According to Albright from Tenderfoot TV, Baked ads also led to impression discrepancies or instances of having a $250,000 ad in the same episode as a $25,000 ad. The technology improvements have fixed these issues, and now that everything is all impression based, you can monetize that spot with a different advertiser after a certain amount of impressions.

Underrepresentation in the Podcasting Space

While podcasts are a great medium that breaks down the walls between creators and audiences, iHeartMedia sees the same issues in podcasting that we see with multicultural audiences in other forms of media. Byrne mentioned that there had been efforts in the last 1-3 years to tackle this underrepresentation problem. Still, he is also wondering if advertisers feel that brand safety is sometimes in question. 

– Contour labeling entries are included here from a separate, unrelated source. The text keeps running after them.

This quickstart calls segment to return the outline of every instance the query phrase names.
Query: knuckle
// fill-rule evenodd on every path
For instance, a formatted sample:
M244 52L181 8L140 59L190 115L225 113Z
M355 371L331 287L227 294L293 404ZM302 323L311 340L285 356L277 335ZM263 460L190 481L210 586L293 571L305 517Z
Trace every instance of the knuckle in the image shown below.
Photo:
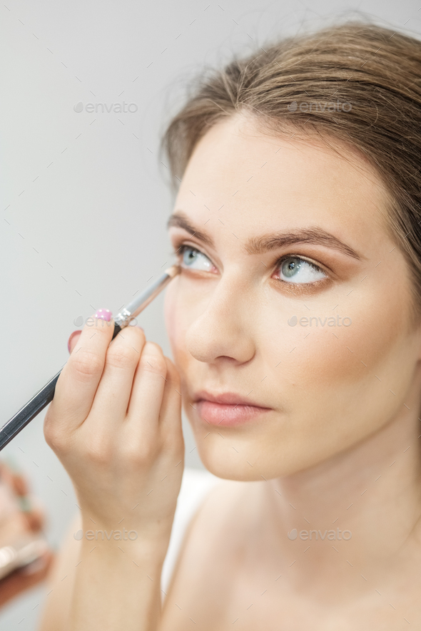
M74 372L82 378L96 376L102 372L102 359L92 351L81 348L76 355L70 356L69 361Z
M44 435L47 445L49 447L51 447L54 453L59 453L66 450L68 443L66 436L57 427L54 419L47 419L46 416L44 424Z
M113 345L110 347L106 356L106 364L113 368L124 369L133 361L137 361L138 357L135 349L126 342L125 344L116 344L113 347Z
M100 466L109 466L113 447L107 436L91 436L87 441L85 449L86 458L91 463Z
M173 386L176 388L177 390L180 390L181 389L181 379L180 374L178 374L178 371L176 368L174 364L171 361L171 360L168 357L166 357L166 362L167 366L167 381L168 382L168 385Z
M138 441L130 441L124 446L123 456L125 462L137 466L149 463L156 456L156 441L153 443L146 437Z
M153 342L148 342L141 357L142 368L156 374L166 375L167 364L161 347Z

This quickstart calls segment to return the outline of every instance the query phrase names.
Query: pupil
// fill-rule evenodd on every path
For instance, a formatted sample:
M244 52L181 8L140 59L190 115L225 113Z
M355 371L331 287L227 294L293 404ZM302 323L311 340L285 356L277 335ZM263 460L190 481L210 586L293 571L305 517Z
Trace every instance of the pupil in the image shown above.
M291 276L294 276L298 271L300 265L300 262L299 259L290 259L289 262L285 261L283 264L283 272L286 277L290 278Z

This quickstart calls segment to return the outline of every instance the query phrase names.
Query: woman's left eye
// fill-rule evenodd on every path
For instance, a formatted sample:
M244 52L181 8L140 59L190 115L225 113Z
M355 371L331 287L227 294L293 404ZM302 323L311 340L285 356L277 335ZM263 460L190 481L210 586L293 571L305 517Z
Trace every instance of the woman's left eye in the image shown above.
M191 270L209 272L213 267L213 264L207 256L191 245L182 245L178 250L178 255L181 258L182 265Z
M317 265L298 257L284 258L280 261L278 270L279 279L291 284L315 282L326 277L325 272Z

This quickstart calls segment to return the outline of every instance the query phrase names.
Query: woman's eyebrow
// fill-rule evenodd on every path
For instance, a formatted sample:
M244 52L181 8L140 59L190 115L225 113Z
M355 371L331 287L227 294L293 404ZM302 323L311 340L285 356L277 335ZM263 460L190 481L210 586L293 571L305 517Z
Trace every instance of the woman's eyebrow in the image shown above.
M167 223L167 227L172 226L183 228L188 232L191 232L191 237L195 236L197 239L203 241L211 247L215 247L213 240L205 232L202 232L196 228L182 211L174 212L170 216ZM358 254L350 246L347 245L337 237L326 232L318 226L309 228L298 228L290 230L288 232L277 232L263 235L261 237L253 237L245 244L243 248L249 254L261 255L286 245L293 245L295 243L310 243L315 245L325 245L333 247L348 256L357 260L362 260L366 257Z
M295 243L325 245L360 261L366 258L337 237L334 237L333 235L318 226L252 237L248 240L245 247L250 254L264 254L266 252L277 250L278 247L293 245Z

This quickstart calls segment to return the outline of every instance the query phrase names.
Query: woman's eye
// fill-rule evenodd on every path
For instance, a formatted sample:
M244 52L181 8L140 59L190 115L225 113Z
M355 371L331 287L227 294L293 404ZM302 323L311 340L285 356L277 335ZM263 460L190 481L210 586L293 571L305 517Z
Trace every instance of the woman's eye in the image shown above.
M211 261L200 250L191 245L182 245L179 250L182 265L191 270L209 272L213 267Z
M280 280L290 283L311 283L326 277L317 265L298 257L288 257L280 262L278 269Z

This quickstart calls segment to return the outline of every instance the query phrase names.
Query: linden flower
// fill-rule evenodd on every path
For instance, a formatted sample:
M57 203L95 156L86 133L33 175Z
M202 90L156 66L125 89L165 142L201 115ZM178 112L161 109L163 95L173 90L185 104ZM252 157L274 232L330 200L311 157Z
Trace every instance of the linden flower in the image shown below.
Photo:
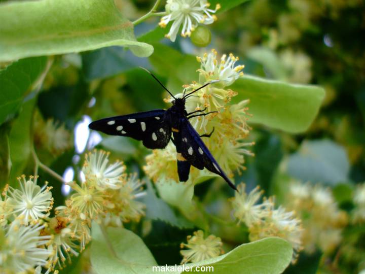
M83 220L75 214L71 209L64 206L56 209L56 217L51 222L56 223L53 226L60 229L67 227L70 230L71 237L80 243L80 249L83 251L91 239L91 233L87 220ZM57 230L55 229L55 230Z
M113 207L108 209L108 212L105 215L104 224L122 226L123 222L139 221L144 214L145 206L136 198L145 194L142 185L143 183L134 174L130 176L120 189L108 195L109 201Z
M47 264L52 252L45 246L51 236L42 235L44 228L39 224L25 226L21 218L11 223L5 238L0 239L0 265L6 272L25 273L38 265Z
M47 266L49 270L54 269L56 266L62 269L65 266L66 260L68 263L71 263L71 256L79 256L76 251L78 245L74 242L71 229L67 227L59 229L58 233L53 236L52 243L53 256L50 264Z
M221 6L217 4L215 10L209 9L209 6L206 0L167 0L165 6L167 15L161 18L159 25L166 27L170 21L174 21L166 35L172 42L176 40L181 24L181 36L190 36L199 23L209 25L216 20L216 17L210 13L215 13Z
M21 189L7 186L5 191L5 202L12 209L9 214L24 216L24 220L27 223L49 215L53 198L50 191L52 188L47 186L48 183L46 182L41 188L33 181L32 176L27 181L24 175L17 179Z
M188 262L197 262L203 260L217 257L223 253L221 238L214 235L209 235L204 238L202 230L194 232L194 236L188 236L188 243L181 243L180 248L189 249L181 250L180 253L184 256L181 263Z
M86 154L83 172L86 179L95 183L101 189L116 189L121 187L121 177L125 170L123 162L116 161L108 165L109 152L94 150Z
M69 185L76 193L71 195L69 200L66 201L66 205L79 218L90 223L92 219L97 219L104 212L107 203L103 191L93 185L90 186L88 181L83 183L81 186L74 182Z
M259 186L252 189L247 195L245 192L246 186L240 184L234 198L232 199L234 216L238 219L238 223L244 223L248 227L254 224L261 223L269 215L268 209L271 206L271 201L264 200L262 203L258 203L261 199L263 191L259 191Z
M295 218L294 212L286 212L280 206L273 210L274 203L271 204L268 216L265 221L256 223L249 228L250 241L257 241L267 237L279 237L288 241L293 248L292 262L295 262L298 253L303 249L302 237L303 229L301 220Z
M170 142L164 149L155 149L145 158L144 172L154 182L162 175L178 182L176 147Z
M220 84L224 86L229 86L240 77L243 76L241 71L244 65L235 66L239 58L230 53L227 58L226 54L221 57L221 61L217 60L217 52L212 49L209 53L204 53L203 57L197 56L197 60L201 63L199 82L203 83L212 80L220 80Z

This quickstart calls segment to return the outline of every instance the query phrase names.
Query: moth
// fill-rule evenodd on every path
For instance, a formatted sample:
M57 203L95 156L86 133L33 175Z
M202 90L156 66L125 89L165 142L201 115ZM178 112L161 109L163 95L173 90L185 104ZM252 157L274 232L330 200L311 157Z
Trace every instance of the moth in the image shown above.
M188 113L185 109L187 99L195 96L192 94L199 89L217 81L208 82L188 94L184 90L181 98L175 98L153 74L144 70L172 97L172 106L167 110L154 110L102 119L92 122L89 127L110 135L126 136L142 141L146 148L152 149L165 148L171 140L176 147L177 173L180 181L188 180L191 165L199 169L205 167L220 176L237 190L202 140L202 137L210 137L214 128L210 133L200 135L189 122L193 117L217 112L204 113L205 108Z

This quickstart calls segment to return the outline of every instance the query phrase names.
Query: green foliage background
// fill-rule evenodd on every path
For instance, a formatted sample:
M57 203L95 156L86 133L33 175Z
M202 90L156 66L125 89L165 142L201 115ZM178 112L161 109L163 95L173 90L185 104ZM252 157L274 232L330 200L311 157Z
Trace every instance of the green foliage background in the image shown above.
M216 2L211 1L212 5ZM300 5L289 0L217 2L222 9L218 21L208 26L212 42L204 50L233 52L245 65L245 76L230 88L239 92L234 100L250 100L252 117L249 122L253 128L250 141L256 143L256 156L246 158L247 170L236 174L235 182L244 181L250 189L260 185L267 195L276 195L279 202L285 200L289 177L322 183L333 188L340 207L349 211L354 184L365 181L363 2L303 0L310 7L308 10L301 10ZM53 2L57 5L51 7L46 1L2 2L2 187L8 183L16 185L15 178L22 174L33 174L34 108L45 119L64 123L72 132L84 115L95 120L168 107L163 101L166 95L163 89L138 66L153 71L174 93L180 91L182 84L197 80L199 64L195 55L202 49L193 46L189 39L178 38L173 44L164 39L168 26L166 29L156 26L157 18L135 27L128 21L147 13L151 1L116 0L115 6L112 0L63 0ZM40 18L45 10L45 16ZM284 59L285 51L291 53L291 59ZM298 52L306 56L305 64L295 59ZM94 106L90 107L91 100L95 100ZM103 135L97 147L111 151L112 159L123 159L129 170L144 176L141 167L149 152L141 144ZM59 155L41 150L37 153L58 174L70 166L80 170L81 162L72 160L78 155L74 146ZM66 197L60 183L42 170L39 175L53 186L55 205L62 204ZM107 248L101 232L93 229L95 241L91 261L96 272L107 272L102 270L104 264L110 266L111 271L139 271L141 266L133 265L137 252L143 253L138 262L144 267L178 264L180 243L198 228L210 228L226 243L227 250L247 242L246 231L211 219L211 215L227 219L230 214L223 201L234 193L221 179L207 180L194 189L180 184L169 188L149 182L147 189L145 218L138 224L127 224L126 229L108 231L113 244L118 245L116 249L122 261L128 262L122 263L125 269L116 266L120 261L108 260L113 261L113 256L97 254ZM192 214L192 199L203 208L202 212L207 213L187 218ZM361 233L363 235L363 230ZM351 238L361 233L350 231L344 234L346 239L346 235ZM363 238L359 236L355 241L363 255ZM127 239L132 243L123 242ZM132 250L121 247L129 245ZM252 255L250 260L235 260L235 256L239 260L260 248L268 251L271 245L272 253L268 251L264 257L255 259ZM241 247L209 263L215 265L218 272L224 271L220 263L226 263L235 273L246 273L238 269L247 270L265 261L268 266L263 267L266 270L260 272L279 272L291 256L286 242L278 238ZM336 266L320 264L321 255L301 255L298 263L285 272L315 273L319 265L321 270L330 272L353 273L362 269L358 261L349 258Z

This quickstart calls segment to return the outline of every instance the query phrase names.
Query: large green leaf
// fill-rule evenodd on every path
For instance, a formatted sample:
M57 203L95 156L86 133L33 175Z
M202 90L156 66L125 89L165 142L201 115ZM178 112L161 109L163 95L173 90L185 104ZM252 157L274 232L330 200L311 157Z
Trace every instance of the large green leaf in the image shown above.
M153 52L136 41L113 0L11 2L0 5L0 61L110 46L128 47L139 57Z
M236 7L241 4L247 2L250 0L210 0L210 8L214 9L217 4L221 4L222 8L218 10L218 12L225 12ZM218 17L219 19L219 17Z
M168 77L167 88L180 92L182 85L198 79L199 63L192 55L183 55L160 45L150 57L156 71ZM168 56L169 58L166 58ZM249 122L290 132L306 130L317 115L324 90L316 86L288 84L245 75L229 87L238 92L232 102L250 99Z
M15 184L17 177L20 176L30 156L30 127L32 113L35 98L25 102L19 116L12 127L9 135L10 159L12 168L9 183Z
M107 229L105 239L97 225L93 225L91 263L98 274L128 274L158 272L159 268L143 241L131 231L123 228ZM108 245L108 243L110 244ZM111 251L113 248L114 252ZM196 269L197 266L210 266L214 273L276 274L281 273L291 259L293 250L285 241L266 238L245 244L230 252L198 263L185 265ZM153 266L155 267L153 268ZM182 266L178 266L182 269ZM179 273L181 269L168 270L166 273ZM161 268L160 268L160 269ZM188 272L184 271L184 272Z
M10 172L10 161L9 145L9 125L0 126L0 189L7 182Z
M226 254L186 265L213 266L215 273L275 274L284 271L292 254L293 249L288 242L270 237L244 244Z
M21 106L24 95L44 72L47 61L45 57L24 59L0 71L0 124Z
M345 149L330 140L303 142L290 155L288 174L304 182L335 184L349 181L350 163Z
M192 228L186 220L178 218L172 209L162 199L158 198L149 180L147 181L147 195L143 197L146 205L146 217L152 220L160 220L177 227Z
M142 239L132 231L111 227L104 235L95 223L92 229L91 264L98 274L150 273L157 264Z
M245 75L231 88L238 92L238 102L249 99L250 123L262 124L289 132L305 131L315 118L324 96L323 88L288 84Z

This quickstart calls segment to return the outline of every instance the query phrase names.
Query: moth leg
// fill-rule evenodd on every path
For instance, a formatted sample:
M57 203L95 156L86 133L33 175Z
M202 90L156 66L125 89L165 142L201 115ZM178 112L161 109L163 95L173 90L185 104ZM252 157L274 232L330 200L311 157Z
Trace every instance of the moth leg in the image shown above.
M191 114L194 114L194 113L196 113L197 112L203 112L203 111L205 111L206 110L206 108L205 108L204 110L197 110L195 111L193 111L193 112L191 112L190 113L188 113L188 115L190 115Z
M210 133L203 134L203 135L201 135L200 137L208 137L208 138L209 138L211 136L211 134L213 134L213 132L214 132L214 127L213 126L213 130L211 131L211 132Z
M192 115L191 116L189 116L188 117L188 119L191 119L193 117L197 117L199 116L205 116L205 115L207 115L208 114L210 114L211 113L217 113L217 111L211 111L210 112L207 112L206 113L202 113L201 114L197 114L196 115Z

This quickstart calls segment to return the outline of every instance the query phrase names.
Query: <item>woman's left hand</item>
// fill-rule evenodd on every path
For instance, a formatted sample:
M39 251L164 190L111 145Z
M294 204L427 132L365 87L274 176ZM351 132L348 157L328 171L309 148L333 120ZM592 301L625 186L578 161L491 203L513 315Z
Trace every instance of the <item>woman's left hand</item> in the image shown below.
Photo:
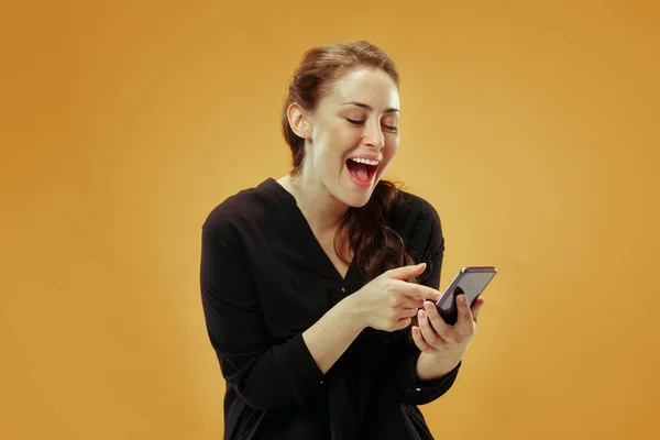
M464 294L457 295L458 320L450 326L444 322L433 302L425 301L424 310L417 314L419 327L413 327L413 339L422 358L432 358L432 362L425 362L427 366L433 365L433 370L437 369L441 374L452 370L463 359L476 331L479 311L483 304L484 299L479 297L470 307Z

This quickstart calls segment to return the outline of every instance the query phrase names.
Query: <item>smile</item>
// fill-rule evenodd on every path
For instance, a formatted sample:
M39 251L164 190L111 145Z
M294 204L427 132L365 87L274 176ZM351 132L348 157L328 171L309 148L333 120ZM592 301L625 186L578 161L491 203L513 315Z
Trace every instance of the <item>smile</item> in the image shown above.
M381 161L365 157L351 157L346 161L349 177L360 187L369 187L373 184L378 165Z

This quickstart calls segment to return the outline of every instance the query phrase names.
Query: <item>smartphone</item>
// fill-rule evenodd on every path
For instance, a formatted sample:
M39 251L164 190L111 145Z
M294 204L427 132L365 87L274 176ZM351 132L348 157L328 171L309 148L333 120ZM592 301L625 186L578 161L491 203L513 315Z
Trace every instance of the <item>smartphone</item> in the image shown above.
M463 267L436 302L436 308L444 322L450 326L457 323L457 295L465 294L468 304L472 306L496 274L497 268L494 266Z

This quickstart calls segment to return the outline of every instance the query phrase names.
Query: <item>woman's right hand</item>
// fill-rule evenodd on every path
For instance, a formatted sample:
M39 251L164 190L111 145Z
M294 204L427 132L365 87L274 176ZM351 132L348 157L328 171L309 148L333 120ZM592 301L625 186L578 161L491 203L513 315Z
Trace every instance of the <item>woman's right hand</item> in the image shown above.
M440 299L440 292L406 280L425 268L426 263L421 263L383 273L349 297L353 301L352 311L364 327L385 331L405 329L425 299L433 302Z

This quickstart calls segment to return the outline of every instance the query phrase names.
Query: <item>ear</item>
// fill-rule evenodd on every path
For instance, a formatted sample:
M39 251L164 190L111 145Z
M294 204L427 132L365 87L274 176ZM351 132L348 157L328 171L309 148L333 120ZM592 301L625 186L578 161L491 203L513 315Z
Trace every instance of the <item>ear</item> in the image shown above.
M294 133L302 139L311 136L311 125L309 124L309 112L297 102L292 102L287 109L287 118Z

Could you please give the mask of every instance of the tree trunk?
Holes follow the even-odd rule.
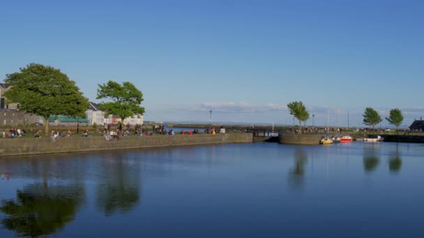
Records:
[[[44,118],[44,123],[45,123],[45,127],[44,127],[44,133],[45,133],[45,136],[48,137],[49,136],[49,118],[50,116],[47,116]]]

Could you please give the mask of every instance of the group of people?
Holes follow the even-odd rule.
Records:
[[[9,129],[9,131],[8,132],[6,132],[6,131],[3,129],[2,136],[3,136],[3,138],[13,138],[15,136],[17,136],[17,137],[24,136],[25,136],[25,134],[26,134],[26,132],[25,132],[24,129],[12,128],[10,129]]]

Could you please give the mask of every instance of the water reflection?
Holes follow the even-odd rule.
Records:
[[[6,214],[4,228],[18,235],[38,237],[53,234],[74,219],[84,201],[83,187],[78,184],[26,186],[16,192],[15,200],[2,200],[0,211]]]
[[[303,184],[305,165],[308,161],[308,155],[305,150],[298,148],[294,151],[294,166],[290,169],[289,182],[294,187],[301,187]]]
[[[372,172],[380,164],[379,144],[364,144],[363,168],[365,172]]]
[[[399,145],[396,143],[396,154],[388,160],[388,168],[391,172],[397,173],[402,168],[402,158],[399,153]]]
[[[109,154],[100,165],[97,207],[106,216],[130,211],[138,204],[141,173],[139,161],[135,159],[124,159],[122,154]]]

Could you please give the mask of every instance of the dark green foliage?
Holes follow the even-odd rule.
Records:
[[[376,125],[380,123],[381,120],[383,120],[380,115],[379,115],[379,113],[370,107],[367,107],[365,109],[363,116],[363,124],[372,126],[372,130],[374,130]]]
[[[6,75],[5,83],[12,86],[4,97],[19,103],[20,110],[45,118],[48,134],[48,118],[52,115],[85,118],[89,100],[80,92],[74,81],[58,69],[31,63],[20,72]]]
[[[102,102],[100,109],[106,115],[116,115],[122,122],[135,113],[143,114],[144,108],[140,106],[143,102],[143,93],[132,84],[123,82],[122,85],[109,81],[106,84],[98,84],[97,99],[108,99],[112,102]]]
[[[402,111],[399,109],[393,109],[390,110],[390,116],[388,118],[386,118],[386,120],[388,122],[388,123],[396,126],[396,132],[399,126],[403,122],[403,116],[402,115]]]
[[[309,113],[306,111],[306,107],[303,103],[299,102],[292,102],[287,104],[287,108],[290,114],[294,116],[299,121],[299,134],[302,132],[302,122],[305,122],[309,119]]]

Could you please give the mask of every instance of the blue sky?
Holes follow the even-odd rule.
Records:
[[[8,1],[0,75],[35,62],[84,95],[132,82],[145,120],[363,126],[371,106],[424,116],[423,1]],[[311,120],[307,123],[312,124]],[[385,122],[382,126],[386,126]]]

“The question of brand safety that we talk about a lot in the media is starting to get talked about more and more in podcasting,” Byrne pointed out. “In the eyes of brands and multiculturalism, sometimes they consider some shows sponsor worthy and others “not sponsorable” because they are not brand safe. We have to have these conversations because what does that mean? Do you mean it’s uncomfortable content? Because that is not brand unsafe content, just content that doesn’t look or talk like you, that’s different.”

Companies need to hire more Black people because Black content ultimately creates culture and Black audiences are a very targeted market that sets trends. So the answer is more diversity behind the scenes versus only being represented in front of the mic, according to Albright.